Sono entusiasta all’idea che la sceneggiatura venga pubblicata da Edizioni Effetto con il titolo Morire di Desiderio. Perché pubblicarla prima del film? Ci siamo detti: perché no? La sceneggiatura è già un desiderio, una sorta di diario segreto che aspira a diventare immagini e suoni. Bisogna anche essere consapevoli che questa cosa non si manifesterà mai esattamente come la si è immaginata. Ed è questo il bello: gli attori, il direttore della fotografia, il suono, tutta la troupe le daranno una vita propria. Inoltre, con questa pubblicazione ci piace l’idea di lasciare al lettore l’occasione di essere regista.
Come regista, qual è la cosa più impegnativa nello svolgere questo ruolo? E quale aspetto ti piace di più?
La sfida più grande è avere a che fare con tante persone, ma è anche la cosa che amo di più. A differenza della scrittura, sul set non sei mai solo: è un lavoro di squadra, dove ognuno contribuisce a creare qualcosa di unico. Ed è proprio questo che lo rende magico.
Oggi sei regista e produttore. Il David Milesi di domani sarà ancora così? C’è un regista al quale ti ispiri?
Sì, credo che il David del domani sarà ancora così, ma spero anche di spaziare in altri ambiti. Mi piacerebbe mettermi alla prova con i costumi o le scenografie, esplorare altri modi di raccontare una storia. I registi ai quali cerco di ispirarmi sono tanti: riguardo ai grandi nomi del passato, direi soprattutto Fellini e Leone. Riguardo agli artisti del presente, mi ispiro a Damien Chazelle, Luca Guadagnino e Sean Baker. Anche se devo ammettere che, per questo film, la serie di videogiochi Life is Strange è stata di grande ispirazione. La costruzione narrativa dei personaggi mi ha arricchito molto come sceneggiatore.
Cosa consiglieresti a un ragazzo o a una ragazza che oggi vuole cimentarsi nel mondo del cinema, in particolare nella regia?
Consiglierei di iniziare. In qualche modo, ma iniziare. Buttati, prova, scopri cosa ti piace fare.
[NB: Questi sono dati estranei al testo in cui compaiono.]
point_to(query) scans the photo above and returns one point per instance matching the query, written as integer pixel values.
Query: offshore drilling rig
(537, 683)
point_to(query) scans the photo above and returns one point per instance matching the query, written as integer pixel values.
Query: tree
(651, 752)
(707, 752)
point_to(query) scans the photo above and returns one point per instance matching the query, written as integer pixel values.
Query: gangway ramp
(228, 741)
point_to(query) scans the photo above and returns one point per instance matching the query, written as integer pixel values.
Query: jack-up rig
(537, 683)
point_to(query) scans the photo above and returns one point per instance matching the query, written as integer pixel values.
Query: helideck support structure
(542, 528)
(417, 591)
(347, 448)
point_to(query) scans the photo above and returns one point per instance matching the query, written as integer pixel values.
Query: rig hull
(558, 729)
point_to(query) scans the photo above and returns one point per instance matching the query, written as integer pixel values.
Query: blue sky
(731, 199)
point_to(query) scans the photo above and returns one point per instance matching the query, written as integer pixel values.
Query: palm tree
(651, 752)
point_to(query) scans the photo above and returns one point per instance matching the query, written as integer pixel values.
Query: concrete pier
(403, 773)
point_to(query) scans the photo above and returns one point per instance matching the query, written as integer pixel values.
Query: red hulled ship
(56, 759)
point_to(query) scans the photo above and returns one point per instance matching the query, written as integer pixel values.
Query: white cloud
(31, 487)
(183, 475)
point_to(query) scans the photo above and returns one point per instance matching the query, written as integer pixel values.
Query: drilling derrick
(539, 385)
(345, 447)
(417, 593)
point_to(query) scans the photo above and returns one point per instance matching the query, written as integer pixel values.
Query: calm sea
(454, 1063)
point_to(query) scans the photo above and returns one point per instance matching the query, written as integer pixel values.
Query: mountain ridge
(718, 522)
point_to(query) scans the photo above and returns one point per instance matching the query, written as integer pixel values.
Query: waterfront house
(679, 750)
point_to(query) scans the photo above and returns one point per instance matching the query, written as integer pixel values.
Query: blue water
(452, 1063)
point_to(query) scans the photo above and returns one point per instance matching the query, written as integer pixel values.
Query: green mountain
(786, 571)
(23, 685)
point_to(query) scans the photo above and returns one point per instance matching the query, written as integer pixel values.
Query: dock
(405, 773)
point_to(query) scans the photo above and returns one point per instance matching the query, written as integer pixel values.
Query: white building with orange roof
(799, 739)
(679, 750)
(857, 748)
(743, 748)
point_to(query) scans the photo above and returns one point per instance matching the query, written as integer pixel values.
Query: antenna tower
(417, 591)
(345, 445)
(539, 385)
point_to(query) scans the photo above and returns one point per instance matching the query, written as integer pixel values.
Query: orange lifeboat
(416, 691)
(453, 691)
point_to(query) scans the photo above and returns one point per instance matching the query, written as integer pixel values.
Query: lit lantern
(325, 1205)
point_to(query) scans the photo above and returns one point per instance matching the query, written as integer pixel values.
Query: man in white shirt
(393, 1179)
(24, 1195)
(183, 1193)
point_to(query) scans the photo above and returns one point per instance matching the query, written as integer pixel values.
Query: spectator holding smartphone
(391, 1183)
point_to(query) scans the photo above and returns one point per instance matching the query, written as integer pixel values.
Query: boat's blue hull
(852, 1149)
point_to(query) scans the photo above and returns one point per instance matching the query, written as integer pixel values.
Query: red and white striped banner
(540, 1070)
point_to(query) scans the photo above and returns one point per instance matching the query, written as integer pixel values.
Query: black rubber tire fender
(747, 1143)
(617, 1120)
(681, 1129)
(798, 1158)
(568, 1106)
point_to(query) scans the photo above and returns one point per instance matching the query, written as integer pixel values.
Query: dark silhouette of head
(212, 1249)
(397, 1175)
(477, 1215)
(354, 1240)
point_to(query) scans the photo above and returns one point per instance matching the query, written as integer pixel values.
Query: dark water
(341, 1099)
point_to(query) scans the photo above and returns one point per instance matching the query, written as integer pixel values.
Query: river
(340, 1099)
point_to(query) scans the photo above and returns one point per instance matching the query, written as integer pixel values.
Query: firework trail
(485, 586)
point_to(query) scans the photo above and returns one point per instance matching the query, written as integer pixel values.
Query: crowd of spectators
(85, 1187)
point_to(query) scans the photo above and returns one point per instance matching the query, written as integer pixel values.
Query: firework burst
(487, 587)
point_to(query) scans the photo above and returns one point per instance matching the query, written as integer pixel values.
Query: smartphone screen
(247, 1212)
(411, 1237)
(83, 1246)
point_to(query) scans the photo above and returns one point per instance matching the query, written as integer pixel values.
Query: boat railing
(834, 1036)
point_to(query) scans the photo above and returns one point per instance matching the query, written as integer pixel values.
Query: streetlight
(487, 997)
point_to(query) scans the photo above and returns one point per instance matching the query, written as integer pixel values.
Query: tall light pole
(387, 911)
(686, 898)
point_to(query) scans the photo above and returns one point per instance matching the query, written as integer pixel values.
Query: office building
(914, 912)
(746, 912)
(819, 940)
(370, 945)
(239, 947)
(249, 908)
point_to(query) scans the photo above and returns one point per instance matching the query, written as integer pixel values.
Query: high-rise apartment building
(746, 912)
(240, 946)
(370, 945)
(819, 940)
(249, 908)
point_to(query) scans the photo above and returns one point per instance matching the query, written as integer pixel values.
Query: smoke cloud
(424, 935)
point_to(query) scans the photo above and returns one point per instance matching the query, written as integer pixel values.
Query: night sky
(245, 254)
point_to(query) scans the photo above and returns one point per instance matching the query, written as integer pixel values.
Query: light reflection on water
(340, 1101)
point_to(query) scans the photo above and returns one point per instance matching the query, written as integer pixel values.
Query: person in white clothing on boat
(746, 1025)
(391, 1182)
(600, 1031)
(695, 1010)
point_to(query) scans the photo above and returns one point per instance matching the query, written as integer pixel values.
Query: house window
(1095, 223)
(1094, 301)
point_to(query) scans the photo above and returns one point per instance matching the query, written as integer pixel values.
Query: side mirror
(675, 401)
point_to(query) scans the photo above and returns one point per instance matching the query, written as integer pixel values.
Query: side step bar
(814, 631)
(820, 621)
È un lavoro che richiede un impegno sconfinato. Abbiamo tutti in tasca uno strumento potente per fare riprese, può bastare quello per cominciare. Sbaglia il più possibile, perché gli errori insegnano più di qualsiasi scuola. E, soprattutto, guarda il mondo e le persone con curiosità.
Come giudichi lo stato di salute attuale del cinema italiano?
Mi sembra che il cinema italiano stia vivendo un momento di ripresa nonostante i fondi statali non aiutino gli esordienti. Ci sono registi coraggiosi, come i fratelli D’Innocenzo, che hanno avuto il coraggio di portare al cinema una serie intensissima di cinque ore come Dostoevskij. È un segnale forte, che dimostra che si può ancora osare.
Chi è David Milesi nella vita di tutti i giorni? Cosa ti rende felice oggi?
Sono una contraddizione vivente, come tutti, credo. Da un lato, sono disciplinato: lavoro sodo e mi alleno ogni giorno. Dall’altro, amo godermi la vita: bere vino, mangiare bene e lasciarmi andare. Mi rendono felice le cose semplici: cucinare, gli aperitivi, fare la spesa, osservare il sole che si tuffa nel tramonto. E soprattutto, lavorare con la mia collega e migliore amica, Diandra.